A water supply system of a special purpose is a necessary element in hot and cold shops of the industrial enterprises, office buildings and the medical centers, and also other rooms. The water supply systems of a special purpose, which give subsalty, sparkling water and water sated with oxygen, allow people to prevent, for example, strong dehydration of an organism, which is possible at big losses of water, especially in case of the people working in hot shops. Various elements of special drinking water supply system are given in the article, their main functions are described. Different types of the water folding devices pumping water to consumers, one of which is drinking fountain, are considered. Possible systems of water filtration, which can be established for quality improvement, are transferred. Among them the great role is played by membrane technologies and the return osmosis, which is widely applied now. Today there is a possibility of construction, both the centralized water supply system of a special purpose, and local. Besides, the least is a more preferable option taking into account capital expenditure for construction and operation, and also it can lead to solid resource-saving as a result of the electric energy saving going for water heating in heaters. Automatic machines of drinking water for a local water supply system of a special purpose have indisputable advantages. They are capable to carry out several functions at the same time, and also to distribute water to consumers. It allows placing all the necessary equipment, which will be well in harmony with the environment in their small and compact case, and will fit into any difficult interior of the room. Also they are very easily connected to the systems of an internal water supply system by means of a propylene tube that allows to change their sposition in space and to transfer to any place of the room with fast installation of equipment. Also the ecological effect was proved upon transition from coolers on machine guns of drinking water that allowed refusing the order of plastic bottles, which after use start accumulating on dumps, polluting the environment.

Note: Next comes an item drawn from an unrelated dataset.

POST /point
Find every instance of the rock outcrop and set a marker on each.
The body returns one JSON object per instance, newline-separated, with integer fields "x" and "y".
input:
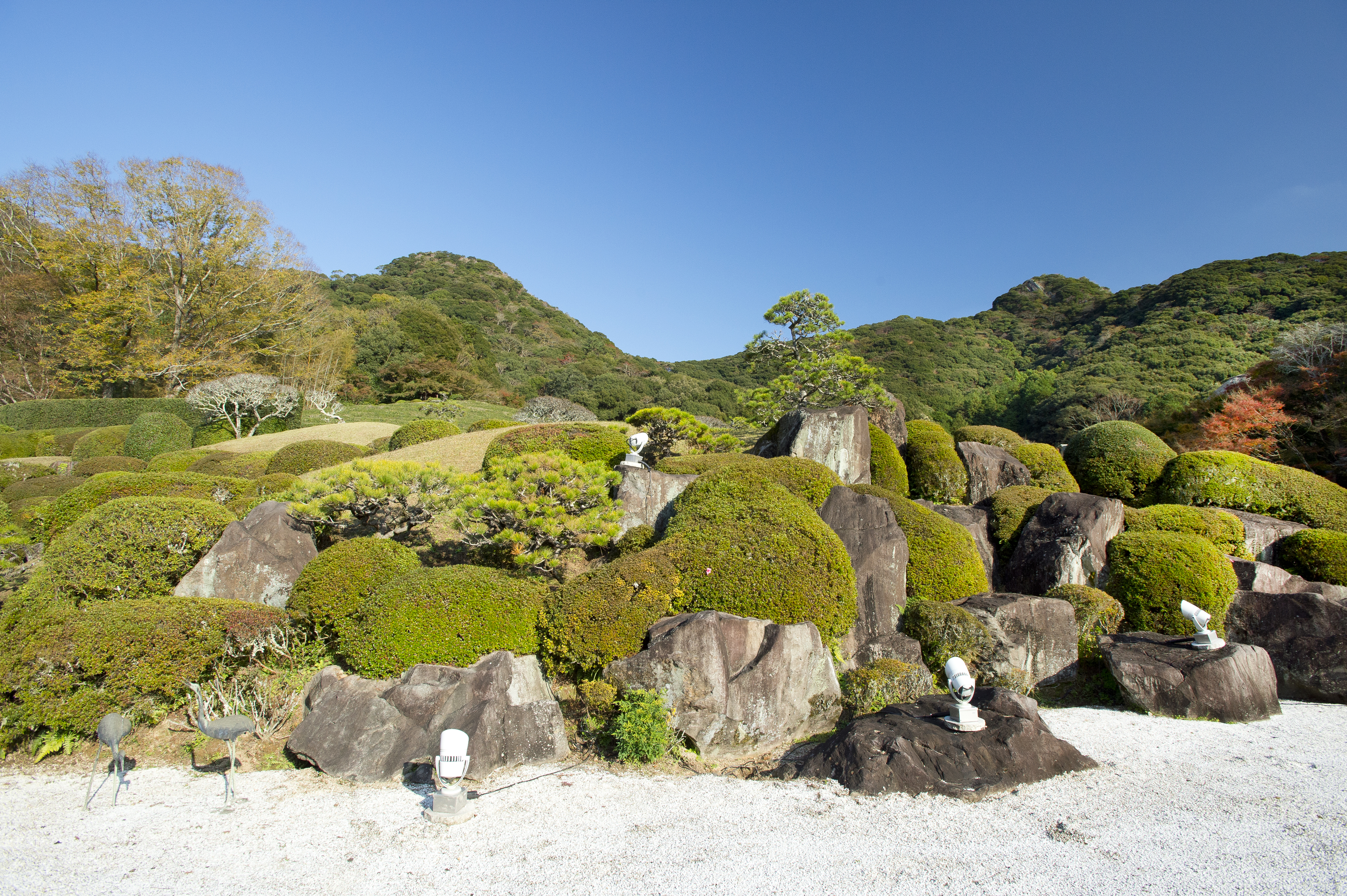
{"x": 737, "y": 687}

DOI: 10.22227/1997-0935.2014.9.76-81

References
  1. Orlov E.V. Sistema vnutrennego vodoprovoda. Novyy tip vodorazbornykh priborov v zdaniyakh. Avtomaty pit'evoy vody [System of an Internal Water Supply System. New Type of Water Folding Devices in Buildings. Drinking Water Machine]. Tekhnika i tekhnologii mira [Equipment and Technologies of the World]. 2013, no. 1, pp. 37—41.

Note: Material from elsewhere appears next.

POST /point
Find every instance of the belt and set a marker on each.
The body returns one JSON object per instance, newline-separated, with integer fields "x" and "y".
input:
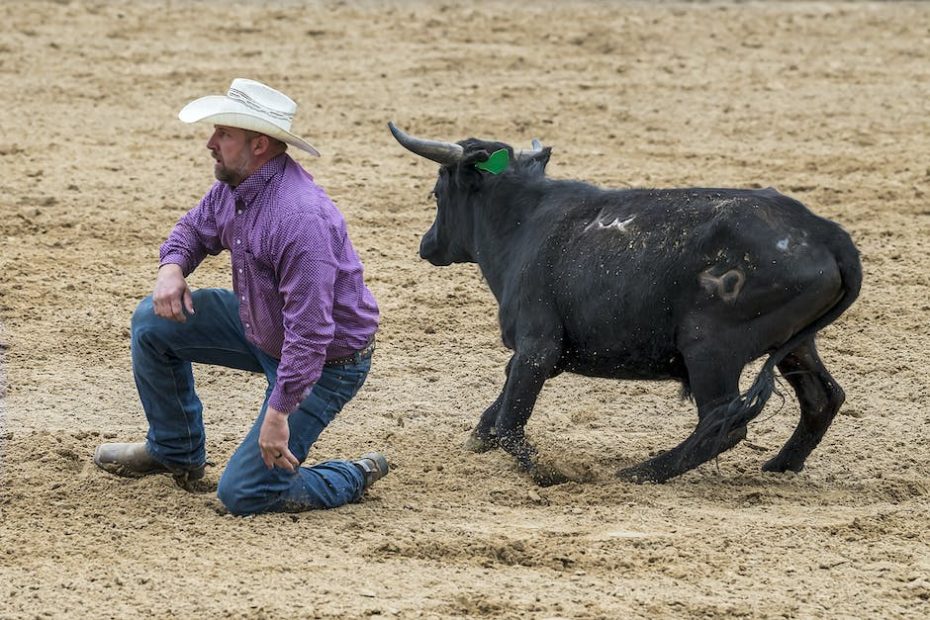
{"x": 355, "y": 358}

  2. Jegatheesan V., Kim S.H., Joo C.K. Evaluating the Drinking Water Quality through an Efficient Chlorine Decay Model. Water Science and Technology. Water Supply. 2006, vol. 6, no. 4, pp. 1—7. DOI: http://dx.doi.org/10.2166/ws.2006.774.
  3. Isaev V.N., Chukhin V.A., Gerasimenko A.V. Resursosberezhenie v sisteme khozyaystvenno-pit'evogo vodoprovoda [Resource-saving in system of an economic and drinking water supply system]. Santekhnika [Bathroom Fitments]. 2011, no. 3, pp. 14—17.
  4. Orlov V.A. Puti obespecheniya sanitarnoy nadezhnosti vodoprovodnykh setey [Ways of Ensuring Sanitary Reliability of Water Supply Systems]. Vestnik MGSU [Proceedings of Moscow State University of Civil Engineering]. 2009, no. 1, pp. 181—187.
  5. Orlov E.V. Vodo- i resursosberezhenie. Zhilye zdaniya kottedzhnykh i dachnykh poselkov [Water- and Resource-saving. Residential Buildings in Cottage and Housing Estates]. Tekhnologii mira [Technologies of the World]. 2012, no. 10, pp. 35—41.
  6. Peter-Varbanets M., Zurbr?gg C., Swartz C., Pronk W. Decentralized Systems for Potable Water and the Potential of Membrane Technology. Water Research, 2009, vol. 43, no. 2, pp. 245—265. DOI: http://dx.doi.org/10.1016/j.watres.2008.10.030.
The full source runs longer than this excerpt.